Clover Hobart's body first went missing on a Thursday - a great opening line for a novel, which I'm paraphrasing here. Her family didn't notice and the dog didn't care but as life would have it, her best friend Gilda was appalled and urged her to tell someone. But Clover didn't panic, in fact, she decided to play it for all it was worth, turning her invisibility into a strength and a new found sense of freedom.
Think about it! No longer obsessed with weight or clothing she could get naked and travel undetected wherever the spirit moved her. She joined an invisible women's support group that managed to meet weekly at a local Sheraton hotel in a ballroom where all anyone could see was a circle of empty chairs and scattered kleenex wafting on the breeze of the AC - their secret salute.
She became a community activist, encouraging the women to use their invisibility to their advantage, giving some of them back their confidence and building her own.
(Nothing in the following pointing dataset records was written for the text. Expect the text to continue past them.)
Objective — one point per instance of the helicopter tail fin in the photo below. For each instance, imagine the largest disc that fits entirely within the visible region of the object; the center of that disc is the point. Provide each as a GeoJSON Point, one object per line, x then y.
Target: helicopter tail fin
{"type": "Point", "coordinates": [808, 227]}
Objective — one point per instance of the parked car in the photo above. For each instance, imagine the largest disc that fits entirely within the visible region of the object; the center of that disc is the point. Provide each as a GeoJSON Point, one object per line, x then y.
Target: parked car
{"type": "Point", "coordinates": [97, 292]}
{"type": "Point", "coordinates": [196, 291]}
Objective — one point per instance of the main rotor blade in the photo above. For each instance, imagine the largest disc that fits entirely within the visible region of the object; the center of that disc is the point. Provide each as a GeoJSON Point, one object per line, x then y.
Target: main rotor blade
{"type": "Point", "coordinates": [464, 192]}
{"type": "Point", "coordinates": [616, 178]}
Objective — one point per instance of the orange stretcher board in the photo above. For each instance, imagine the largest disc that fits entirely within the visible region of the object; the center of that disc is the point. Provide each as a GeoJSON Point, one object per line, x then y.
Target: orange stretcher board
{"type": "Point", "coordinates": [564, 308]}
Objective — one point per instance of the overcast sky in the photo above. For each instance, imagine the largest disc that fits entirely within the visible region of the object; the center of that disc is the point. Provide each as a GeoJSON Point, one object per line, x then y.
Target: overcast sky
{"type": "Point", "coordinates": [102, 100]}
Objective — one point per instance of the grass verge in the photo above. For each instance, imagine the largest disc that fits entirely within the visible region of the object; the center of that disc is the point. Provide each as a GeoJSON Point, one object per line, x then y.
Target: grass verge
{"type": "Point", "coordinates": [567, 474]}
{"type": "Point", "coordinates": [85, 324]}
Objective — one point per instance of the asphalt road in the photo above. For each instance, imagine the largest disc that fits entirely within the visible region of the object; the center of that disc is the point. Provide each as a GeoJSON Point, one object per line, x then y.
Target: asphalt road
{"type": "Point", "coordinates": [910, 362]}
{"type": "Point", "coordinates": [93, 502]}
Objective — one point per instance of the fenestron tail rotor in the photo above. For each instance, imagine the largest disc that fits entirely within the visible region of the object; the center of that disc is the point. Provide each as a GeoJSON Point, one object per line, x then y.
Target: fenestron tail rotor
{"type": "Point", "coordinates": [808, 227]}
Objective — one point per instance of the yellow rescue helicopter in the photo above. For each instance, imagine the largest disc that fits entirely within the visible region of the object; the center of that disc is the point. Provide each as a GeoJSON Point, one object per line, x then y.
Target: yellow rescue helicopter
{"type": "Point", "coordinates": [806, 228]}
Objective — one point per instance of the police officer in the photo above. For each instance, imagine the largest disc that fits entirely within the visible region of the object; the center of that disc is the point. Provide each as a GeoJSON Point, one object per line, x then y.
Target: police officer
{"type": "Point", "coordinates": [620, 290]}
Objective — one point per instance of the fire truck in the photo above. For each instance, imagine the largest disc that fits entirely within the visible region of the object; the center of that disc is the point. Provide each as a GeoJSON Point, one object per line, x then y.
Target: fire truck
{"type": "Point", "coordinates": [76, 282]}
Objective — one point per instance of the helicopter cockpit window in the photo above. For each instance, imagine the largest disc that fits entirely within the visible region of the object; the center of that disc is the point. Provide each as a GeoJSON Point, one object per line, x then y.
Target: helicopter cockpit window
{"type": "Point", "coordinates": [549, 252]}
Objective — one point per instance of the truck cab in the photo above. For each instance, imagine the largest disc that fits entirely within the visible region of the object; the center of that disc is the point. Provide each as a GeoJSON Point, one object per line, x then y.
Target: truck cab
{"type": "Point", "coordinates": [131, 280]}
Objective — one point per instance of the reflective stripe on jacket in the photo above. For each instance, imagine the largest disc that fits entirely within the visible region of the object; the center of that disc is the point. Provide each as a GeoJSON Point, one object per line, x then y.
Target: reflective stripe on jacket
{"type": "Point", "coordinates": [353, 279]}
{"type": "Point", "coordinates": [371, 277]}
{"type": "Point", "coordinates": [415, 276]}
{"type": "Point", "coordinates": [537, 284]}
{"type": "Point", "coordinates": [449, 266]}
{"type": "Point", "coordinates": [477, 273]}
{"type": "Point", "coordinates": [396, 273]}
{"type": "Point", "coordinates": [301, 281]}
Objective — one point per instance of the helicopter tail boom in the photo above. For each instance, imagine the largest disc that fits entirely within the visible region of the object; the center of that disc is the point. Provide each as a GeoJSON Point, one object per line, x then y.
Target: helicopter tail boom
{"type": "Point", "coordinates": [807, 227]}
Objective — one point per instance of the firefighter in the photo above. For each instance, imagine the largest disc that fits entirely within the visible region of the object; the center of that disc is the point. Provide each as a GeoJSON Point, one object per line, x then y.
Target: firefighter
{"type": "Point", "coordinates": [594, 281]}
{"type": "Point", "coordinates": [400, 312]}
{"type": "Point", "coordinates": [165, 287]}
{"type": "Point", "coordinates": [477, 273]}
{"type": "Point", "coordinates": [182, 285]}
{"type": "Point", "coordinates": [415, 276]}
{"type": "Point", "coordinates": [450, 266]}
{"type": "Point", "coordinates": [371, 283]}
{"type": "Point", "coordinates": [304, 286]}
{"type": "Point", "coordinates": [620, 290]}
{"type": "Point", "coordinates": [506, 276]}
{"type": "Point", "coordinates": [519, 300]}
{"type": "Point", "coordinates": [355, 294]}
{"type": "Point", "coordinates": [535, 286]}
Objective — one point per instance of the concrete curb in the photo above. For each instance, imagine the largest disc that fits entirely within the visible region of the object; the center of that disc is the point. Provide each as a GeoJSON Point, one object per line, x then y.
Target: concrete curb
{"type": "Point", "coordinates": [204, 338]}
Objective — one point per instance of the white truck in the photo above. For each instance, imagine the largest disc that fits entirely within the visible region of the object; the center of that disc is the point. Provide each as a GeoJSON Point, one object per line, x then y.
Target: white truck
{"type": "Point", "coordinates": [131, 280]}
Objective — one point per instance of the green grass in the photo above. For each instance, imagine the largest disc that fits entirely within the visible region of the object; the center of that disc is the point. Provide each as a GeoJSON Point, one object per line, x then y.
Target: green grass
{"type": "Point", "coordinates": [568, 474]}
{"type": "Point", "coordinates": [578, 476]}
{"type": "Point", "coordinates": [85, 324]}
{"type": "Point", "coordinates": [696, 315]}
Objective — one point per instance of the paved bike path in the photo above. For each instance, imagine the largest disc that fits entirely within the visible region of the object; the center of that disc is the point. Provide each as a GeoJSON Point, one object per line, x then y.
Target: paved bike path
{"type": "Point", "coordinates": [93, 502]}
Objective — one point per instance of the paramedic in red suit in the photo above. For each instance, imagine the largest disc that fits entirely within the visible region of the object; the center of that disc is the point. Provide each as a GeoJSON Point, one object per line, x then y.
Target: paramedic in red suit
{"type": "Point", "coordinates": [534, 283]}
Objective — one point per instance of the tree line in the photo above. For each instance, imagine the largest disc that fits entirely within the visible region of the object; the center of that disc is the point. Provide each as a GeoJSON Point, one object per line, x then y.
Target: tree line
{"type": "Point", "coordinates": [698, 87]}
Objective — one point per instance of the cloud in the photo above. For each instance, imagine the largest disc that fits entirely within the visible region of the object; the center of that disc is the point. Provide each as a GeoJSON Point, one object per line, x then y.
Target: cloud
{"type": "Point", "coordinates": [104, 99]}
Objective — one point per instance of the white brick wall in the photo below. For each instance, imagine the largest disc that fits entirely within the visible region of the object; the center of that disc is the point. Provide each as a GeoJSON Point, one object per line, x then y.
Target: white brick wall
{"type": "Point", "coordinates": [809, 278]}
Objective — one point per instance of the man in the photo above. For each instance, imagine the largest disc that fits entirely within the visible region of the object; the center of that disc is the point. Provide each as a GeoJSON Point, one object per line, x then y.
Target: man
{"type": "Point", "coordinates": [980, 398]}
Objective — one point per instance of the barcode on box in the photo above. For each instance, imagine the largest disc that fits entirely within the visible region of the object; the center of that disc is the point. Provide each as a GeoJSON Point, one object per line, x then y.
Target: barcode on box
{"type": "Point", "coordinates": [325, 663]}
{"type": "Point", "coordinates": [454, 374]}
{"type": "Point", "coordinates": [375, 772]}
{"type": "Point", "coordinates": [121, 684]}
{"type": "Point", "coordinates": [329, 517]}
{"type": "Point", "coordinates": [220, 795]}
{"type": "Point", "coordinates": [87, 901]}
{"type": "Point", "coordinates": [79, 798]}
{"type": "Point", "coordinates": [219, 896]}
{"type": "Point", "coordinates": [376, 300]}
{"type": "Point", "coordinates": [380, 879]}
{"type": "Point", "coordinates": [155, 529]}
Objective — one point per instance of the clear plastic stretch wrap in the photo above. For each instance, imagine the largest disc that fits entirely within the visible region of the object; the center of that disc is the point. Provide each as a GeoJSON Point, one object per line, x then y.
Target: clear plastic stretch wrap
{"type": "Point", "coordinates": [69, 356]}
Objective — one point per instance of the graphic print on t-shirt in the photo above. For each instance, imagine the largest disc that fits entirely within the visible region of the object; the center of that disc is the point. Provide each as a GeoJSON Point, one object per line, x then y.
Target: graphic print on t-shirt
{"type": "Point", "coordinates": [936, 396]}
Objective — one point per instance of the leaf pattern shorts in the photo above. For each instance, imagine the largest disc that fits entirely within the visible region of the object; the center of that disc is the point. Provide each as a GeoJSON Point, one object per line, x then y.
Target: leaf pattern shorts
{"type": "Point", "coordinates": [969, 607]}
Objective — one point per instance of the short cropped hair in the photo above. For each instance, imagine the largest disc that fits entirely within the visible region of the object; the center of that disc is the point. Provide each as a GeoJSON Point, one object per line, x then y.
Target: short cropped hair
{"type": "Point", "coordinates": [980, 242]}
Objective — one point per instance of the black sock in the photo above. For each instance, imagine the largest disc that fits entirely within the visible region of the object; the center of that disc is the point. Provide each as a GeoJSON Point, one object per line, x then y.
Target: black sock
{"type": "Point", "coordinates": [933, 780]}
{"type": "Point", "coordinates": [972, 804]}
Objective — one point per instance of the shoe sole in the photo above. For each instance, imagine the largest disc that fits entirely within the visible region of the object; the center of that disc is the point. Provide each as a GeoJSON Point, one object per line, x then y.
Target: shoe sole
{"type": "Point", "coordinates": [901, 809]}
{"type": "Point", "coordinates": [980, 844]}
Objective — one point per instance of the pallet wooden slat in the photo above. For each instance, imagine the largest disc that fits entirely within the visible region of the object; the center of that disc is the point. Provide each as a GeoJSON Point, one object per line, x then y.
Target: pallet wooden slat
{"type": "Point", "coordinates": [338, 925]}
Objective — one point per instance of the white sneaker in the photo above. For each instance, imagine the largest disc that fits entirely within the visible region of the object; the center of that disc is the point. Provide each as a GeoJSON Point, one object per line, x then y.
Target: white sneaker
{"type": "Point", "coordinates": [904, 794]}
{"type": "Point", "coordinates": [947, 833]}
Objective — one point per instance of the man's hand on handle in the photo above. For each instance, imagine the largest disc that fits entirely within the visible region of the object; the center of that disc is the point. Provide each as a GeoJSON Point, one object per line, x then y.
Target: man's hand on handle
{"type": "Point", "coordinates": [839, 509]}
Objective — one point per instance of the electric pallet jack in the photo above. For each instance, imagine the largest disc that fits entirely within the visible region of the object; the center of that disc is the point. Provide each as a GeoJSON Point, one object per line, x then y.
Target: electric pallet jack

A former newspaper journalist, recently relegated to the books page (an inside joke with her daughter I'm sure), and then further demoted to a weekly gardening column, Clover's missing body lands her right in the center of a newsworthy fray. What do you know? Her editor suddenly sees her and she earns a front page byline.
Truth is often more palatable when it's couched in humor and there's plenty of laugh-out-loud moments in Jeanne Ray's latest novel. In this case though, I prefer the "ah ha" moments and the poignancy with which she handles the long, comfortable relationship between Clover and her husband Arthur, an over worked, harried pediatrician who, while not invisible, may also have had reason to feel unseen.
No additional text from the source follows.